Etait également loué un emplacement de stationnement situé à la même adresse, moyennant le paiement d’un loyer mensuel de 34,28 euros, pour une durée de 1 mois renouvelable par tacite reconduction.
Une situation d’impayé a été signalée la Commission de coordination des actions de prévention des expulsions locatives (CCAPEX) du Nord par le bailleur le 07 août 2025.
Par acte de commissaire de justice du 05 août 2025, la société Cottage social des Flandres a fait signifier à M. [P] [X] et Mme [K] [Z] un commandement de payer la somme principale de 1.473,65 euros correspondant au montant des loyers et charges impayés au 31 juillet 2025, en se prévalant de la clause résolutoire insérée au bail et des dispositions de la loi n°89-462 du 06 juillet 1989.
Par exploit de commissaire de justice du 15 octobre 2025, la société Cottage social des Flandres a fait assigner M. [P] [X] et Mme [K] [Z] devant le juge des contentieux de la protection du Tribunal de proximité de Hazebrouck aux fins de :
— Constater l’acquisition de la clause résolutoire insérée au contrat de bail (à titre principal) ou prononcer la résiliation du contrat de bail d’habitation pour manquement des locataires à leur obligation de paiement (à titre subsidiaire) ;
— Ordonner l’expulsion immédiate des locataires ainsi que celle de tous occupants de leur chef du logement susvisé par tous moyens et au besoin avec le concours de la force publique ;
— Condamner solidairement les locataires à lui payer la somme de 1.880,49 euros au titre des loyers et charges impayés, somme arrêtée au 30 septembre 2025, majorée des intérêts au taux légal à compter du jugement à intervenir ;
— Condamner solidairement les locataires à lui payer les loyers échus depuis le 31 juillet 2024 jusqu’à la résiliation du bail, majorés des intérêts au taux légal à compter du jugement à intervenir ;
— Condamner solidairement les locataires à lui payer une indemnité d’occupation mensuelle égale au montant du loyer et des charges normalement dues jusqu’au départ effectif des lieux, majorée des intérêts au taux légal à compter du jugement à intervenir ;
— Condamner solidairement les locataires aux dépens ;
— Condamner solidairement les locataires à lui payer la somme de 1.500 euros sur le fondement de l’article 700 du code de procédure civile ;
— Rappeler que l’exécution provisoire sera de droit applicable à la décision.

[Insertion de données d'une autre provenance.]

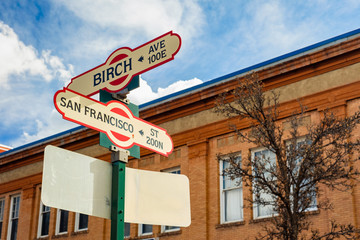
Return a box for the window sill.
[158,229,181,237]
[51,233,69,239]
[250,215,278,223]
[128,234,155,240]
[35,236,49,240]
[215,221,245,229]
[71,229,89,236]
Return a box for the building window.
[161,167,181,232]
[252,148,276,218]
[0,198,5,239]
[38,202,50,237]
[220,155,243,223]
[139,224,152,236]
[56,209,69,234]
[124,223,130,238]
[75,213,89,232]
[7,195,20,240]
[288,138,317,211]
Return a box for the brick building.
[0,30,360,240]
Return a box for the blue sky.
[0,0,360,147]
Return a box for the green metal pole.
[111,150,128,240]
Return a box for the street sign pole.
[110,146,129,240]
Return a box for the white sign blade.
[54,88,173,156]
[125,168,191,227]
[67,32,181,96]
[41,146,112,219]
[41,146,191,227]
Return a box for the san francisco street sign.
[54,88,173,156]
[67,31,181,96]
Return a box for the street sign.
[67,31,181,96]
[41,146,191,227]
[54,88,173,156]
[99,89,140,158]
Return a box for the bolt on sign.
[67,31,181,96]
[54,88,173,156]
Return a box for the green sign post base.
[111,149,128,240]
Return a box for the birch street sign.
[54,88,173,156]
[67,31,181,96]
[41,145,191,227]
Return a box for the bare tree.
[215,73,360,240]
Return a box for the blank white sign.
[41,146,191,227]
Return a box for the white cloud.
[129,78,203,105]
[0,21,73,147]
[55,0,205,42]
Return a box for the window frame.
[286,136,318,212]
[37,201,51,238]
[251,147,278,219]
[219,155,244,224]
[124,222,131,238]
[74,212,89,232]
[138,224,154,236]
[6,193,21,240]
[55,209,69,235]
[161,166,181,233]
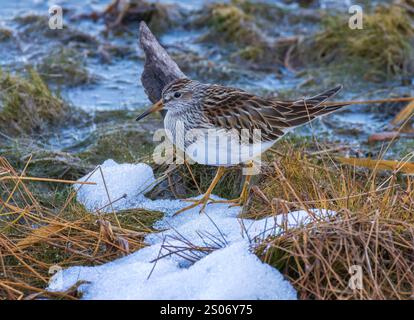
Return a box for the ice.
[48,160,334,300]
[77,160,155,211]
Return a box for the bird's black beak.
[137,99,164,121]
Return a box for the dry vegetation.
[299,6,414,80]
[0,69,69,134]
[0,157,161,299]
[246,140,414,299]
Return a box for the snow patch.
[77,160,155,212]
[48,160,334,300]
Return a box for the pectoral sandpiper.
[137,79,346,214]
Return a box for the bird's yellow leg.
[211,162,253,207]
[174,167,226,215]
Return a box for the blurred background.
[0,0,414,179]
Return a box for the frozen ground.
[49,160,332,299]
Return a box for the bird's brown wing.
[201,85,344,141]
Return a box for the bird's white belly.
[185,130,274,166]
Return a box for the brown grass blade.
[16,224,66,249]
[336,157,414,174]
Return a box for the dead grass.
[0,157,160,299]
[0,69,69,134]
[245,139,414,299]
[300,6,414,80]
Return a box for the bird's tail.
[285,85,348,127]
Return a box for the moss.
[0,69,70,134]
[301,6,414,80]
[37,47,94,86]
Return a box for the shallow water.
[0,0,407,159]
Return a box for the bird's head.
[137,79,201,121]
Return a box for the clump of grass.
[0,157,161,299]
[258,215,414,300]
[196,4,263,46]
[0,69,70,135]
[300,6,414,80]
[79,124,154,164]
[37,47,95,86]
[103,0,182,33]
[244,138,414,299]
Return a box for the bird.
[136,78,347,214]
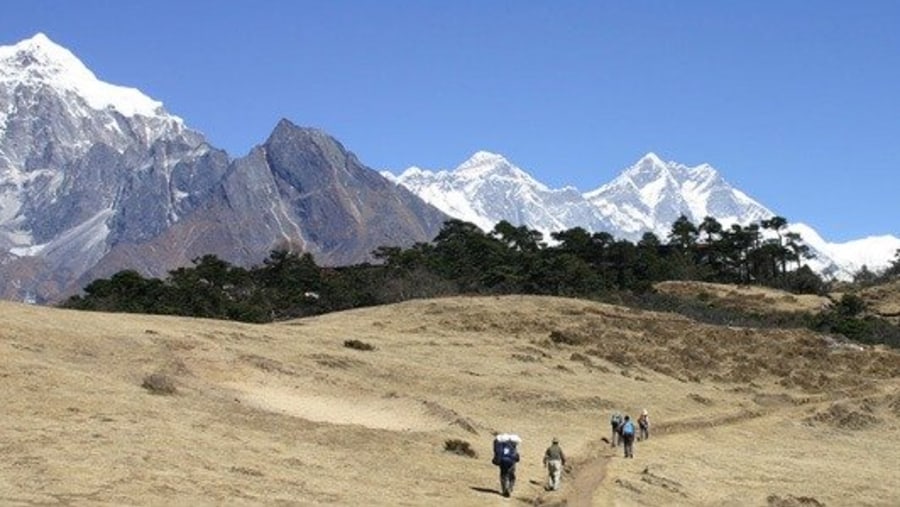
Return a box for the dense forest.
[62,216,900,345]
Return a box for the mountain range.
[382,151,900,280]
[0,34,447,302]
[0,34,900,302]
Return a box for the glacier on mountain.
[382,151,900,280]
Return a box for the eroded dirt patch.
[230,384,447,431]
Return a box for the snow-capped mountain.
[0,34,208,290]
[786,223,900,280]
[382,152,900,279]
[584,153,774,240]
[382,151,612,240]
[0,34,447,301]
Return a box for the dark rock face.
[0,34,447,302]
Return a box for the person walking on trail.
[619,415,634,458]
[544,437,566,491]
[609,412,622,447]
[491,433,522,497]
[638,408,650,440]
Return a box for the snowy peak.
[585,152,773,239]
[0,33,171,121]
[454,151,540,185]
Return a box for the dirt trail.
[531,439,614,507]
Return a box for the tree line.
[63,216,900,350]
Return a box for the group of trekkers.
[492,409,650,497]
[609,408,650,458]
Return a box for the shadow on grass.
[470,486,503,496]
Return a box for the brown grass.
[0,296,900,506]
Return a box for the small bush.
[550,330,587,345]
[344,340,375,350]
[444,438,478,458]
[141,373,176,394]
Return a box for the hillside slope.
[0,296,900,506]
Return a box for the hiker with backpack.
[544,437,566,491]
[619,415,634,458]
[609,412,622,447]
[638,408,650,440]
[491,433,522,497]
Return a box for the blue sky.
[0,0,900,241]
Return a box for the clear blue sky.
[0,0,900,241]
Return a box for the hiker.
[619,415,634,458]
[491,433,522,497]
[638,408,650,440]
[609,412,622,447]
[544,437,566,491]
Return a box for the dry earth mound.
[654,281,831,313]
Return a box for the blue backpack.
[494,441,519,465]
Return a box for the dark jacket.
[544,444,566,465]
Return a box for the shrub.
[141,373,176,394]
[344,339,375,350]
[550,330,586,345]
[444,438,478,458]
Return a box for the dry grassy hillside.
[0,297,900,506]
[654,281,831,313]
[859,280,900,324]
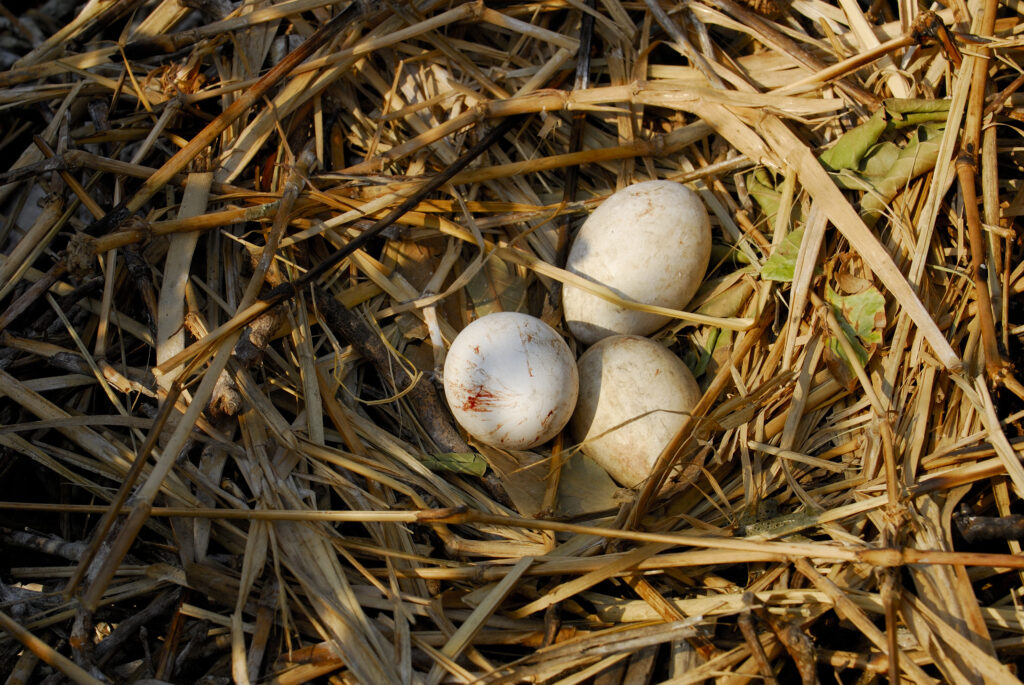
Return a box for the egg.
[562,180,711,345]
[444,312,580,449]
[569,336,700,487]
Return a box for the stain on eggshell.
[444,312,579,449]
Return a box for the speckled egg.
[562,180,711,345]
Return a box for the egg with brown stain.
[444,312,580,449]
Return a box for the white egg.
[444,312,580,449]
[562,180,711,345]
[569,336,700,487]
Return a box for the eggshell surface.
[569,336,700,487]
[444,312,579,449]
[562,180,711,344]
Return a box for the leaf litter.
[0,0,1024,684]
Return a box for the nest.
[0,0,1024,685]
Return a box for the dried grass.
[0,0,1024,685]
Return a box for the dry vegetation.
[0,0,1024,685]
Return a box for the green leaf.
[860,125,942,220]
[818,110,888,171]
[761,228,804,282]
[825,286,886,365]
[882,97,949,128]
[423,452,487,477]
[465,259,526,318]
[746,168,782,225]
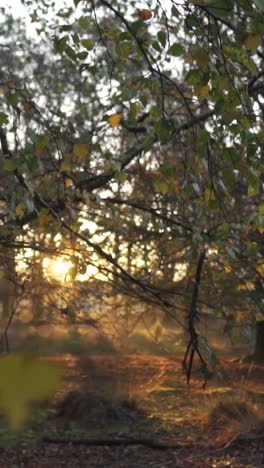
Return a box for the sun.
[43,257,73,282]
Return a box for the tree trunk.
[254,320,264,362]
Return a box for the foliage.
[0,355,60,429]
[0,0,264,422]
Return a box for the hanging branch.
[183,249,206,387]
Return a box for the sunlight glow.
[43,257,73,282]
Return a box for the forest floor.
[0,354,264,468]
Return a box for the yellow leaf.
[138,8,152,21]
[108,114,122,127]
[6,80,16,89]
[244,34,261,52]
[73,143,89,162]
[15,202,27,217]
[195,84,210,99]
[38,213,53,227]
[64,177,73,188]
[60,161,72,172]
[0,354,61,429]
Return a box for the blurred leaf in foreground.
[0,354,61,429]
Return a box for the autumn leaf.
[138,8,152,21]
[60,161,72,172]
[38,213,53,227]
[0,354,61,429]
[108,114,122,128]
[73,143,89,162]
[6,80,16,89]
[15,202,27,218]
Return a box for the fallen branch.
[41,437,194,450]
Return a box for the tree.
[0,0,264,394]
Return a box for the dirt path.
[0,355,264,468]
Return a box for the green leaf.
[248,174,260,197]
[7,93,19,107]
[0,112,8,127]
[253,0,264,11]
[4,158,17,172]
[168,43,184,57]
[157,31,167,48]
[78,16,91,29]
[0,354,61,429]
[65,46,77,62]
[35,135,49,156]
[81,39,95,50]
[115,41,132,59]
[54,36,69,53]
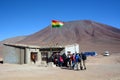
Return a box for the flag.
[52,20,64,28]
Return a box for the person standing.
[81,52,87,70]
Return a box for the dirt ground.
[0,55,120,80]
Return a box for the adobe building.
[3,43,79,64]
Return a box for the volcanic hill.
[17,20,120,53]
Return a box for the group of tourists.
[52,51,87,70]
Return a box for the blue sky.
[0,0,120,41]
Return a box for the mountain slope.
[18,20,120,53]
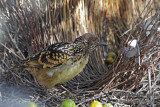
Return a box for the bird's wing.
[24,43,74,68]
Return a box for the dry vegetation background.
[0,0,160,107]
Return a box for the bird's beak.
[97,41,108,46]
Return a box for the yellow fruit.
[61,99,76,107]
[106,57,114,64]
[89,101,102,107]
[23,101,37,107]
[106,103,113,107]
[107,52,116,59]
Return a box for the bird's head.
[73,33,107,51]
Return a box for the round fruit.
[106,103,113,107]
[61,99,76,107]
[106,57,114,64]
[23,101,37,107]
[107,52,116,59]
[89,101,102,107]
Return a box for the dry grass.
[0,0,160,107]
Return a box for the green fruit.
[89,101,102,107]
[61,99,76,107]
[23,101,37,107]
[107,52,116,60]
[106,57,114,64]
[103,104,107,107]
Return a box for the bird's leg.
[60,85,76,98]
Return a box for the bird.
[13,33,107,89]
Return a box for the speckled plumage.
[19,33,102,88]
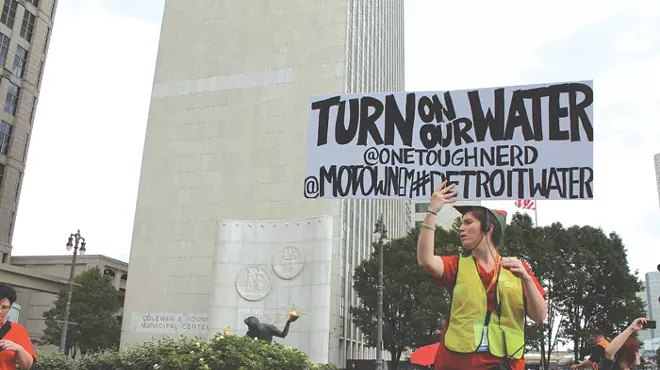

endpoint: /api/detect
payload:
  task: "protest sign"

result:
[303,81,593,200]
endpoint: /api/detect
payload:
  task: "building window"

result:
[44,27,50,54]
[7,212,16,244]
[0,121,13,154]
[11,45,27,78]
[21,10,35,42]
[0,0,18,28]
[14,172,23,202]
[50,0,57,20]
[0,33,9,66]
[339,297,346,319]
[5,82,21,116]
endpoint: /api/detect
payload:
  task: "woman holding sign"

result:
[417,181,548,370]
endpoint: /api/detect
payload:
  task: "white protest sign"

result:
[303,81,593,200]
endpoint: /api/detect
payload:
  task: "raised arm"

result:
[605,317,649,360]
[417,181,458,277]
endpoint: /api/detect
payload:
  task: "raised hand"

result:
[629,317,649,332]
[429,180,458,213]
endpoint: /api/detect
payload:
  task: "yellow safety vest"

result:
[445,255,526,359]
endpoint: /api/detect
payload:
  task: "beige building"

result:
[122,0,412,366]
[0,255,128,340]
[0,0,57,263]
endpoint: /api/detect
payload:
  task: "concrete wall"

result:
[122,0,410,364]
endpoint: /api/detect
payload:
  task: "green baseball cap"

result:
[454,206,506,235]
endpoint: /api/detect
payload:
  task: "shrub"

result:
[27,335,338,370]
[32,351,77,370]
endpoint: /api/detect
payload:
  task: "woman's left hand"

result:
[502,257,529,281]
[0,339,23,351]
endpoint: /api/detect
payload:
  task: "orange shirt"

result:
[433,256,547,370]
[0,322,37,370]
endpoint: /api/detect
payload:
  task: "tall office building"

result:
[0,0,57,263]
[122,0,404,365]
[653,153,660,208]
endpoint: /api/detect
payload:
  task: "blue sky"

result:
[14,0,660,278]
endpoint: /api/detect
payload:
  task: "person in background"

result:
[417,181,548,370]
[598,317,648,370]
[571,328,610,370]
[0,283,37,370]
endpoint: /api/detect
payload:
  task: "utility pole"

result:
[374,214,387,370]
[59,230,87,354]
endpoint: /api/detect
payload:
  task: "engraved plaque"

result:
[273,245,305,280]
[236,265,272,301]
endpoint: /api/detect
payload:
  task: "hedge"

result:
[27,335,338,370]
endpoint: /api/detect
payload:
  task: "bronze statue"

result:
[243,312,300,343]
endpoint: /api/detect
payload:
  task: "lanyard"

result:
[486,253,502,294]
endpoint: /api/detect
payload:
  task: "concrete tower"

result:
[122,0,412,365]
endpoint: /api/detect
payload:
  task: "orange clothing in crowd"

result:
[0,322,37,370]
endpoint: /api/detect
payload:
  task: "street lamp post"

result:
[60,230,86,354]
[374,214,387,370]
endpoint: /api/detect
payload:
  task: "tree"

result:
[557,226,644,361]
[350,228,460,367]
[43,267,122,357]
[501,213,643,368]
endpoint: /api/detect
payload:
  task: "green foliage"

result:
[350,224,460,362]
[502,213,644,366]
[28,335,338,370]
[351,213,643,370]
[43,268,122,355]
[27,351,77,370]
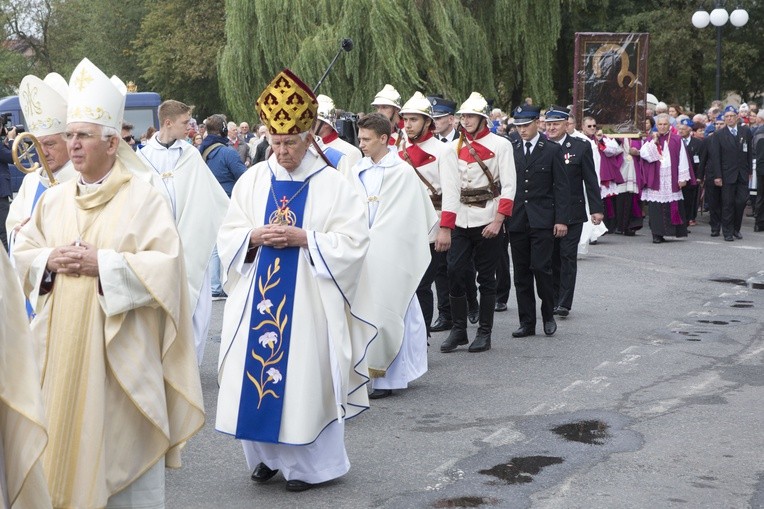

A l’appui de ses prétentions, la partie demanderesse invoque les dispositions de la loi n°89-462 du 06 juillet 1989 et expose que les locataires ont cessé de payer régulièrement les loyers et charges, qu’ils ont été mis en demeure d’y procéder par commandement de payer délivré par commissaire de justice et qu’ils n’ont pas régularisé les causes du commandement de payer dans le délai imparti en dépit de l’accord de conciliation extrajudiciaire conlu le 25 mars 2025, de sorte que la clause résolutoire est acquise et que son expulsion doit être ordonnée.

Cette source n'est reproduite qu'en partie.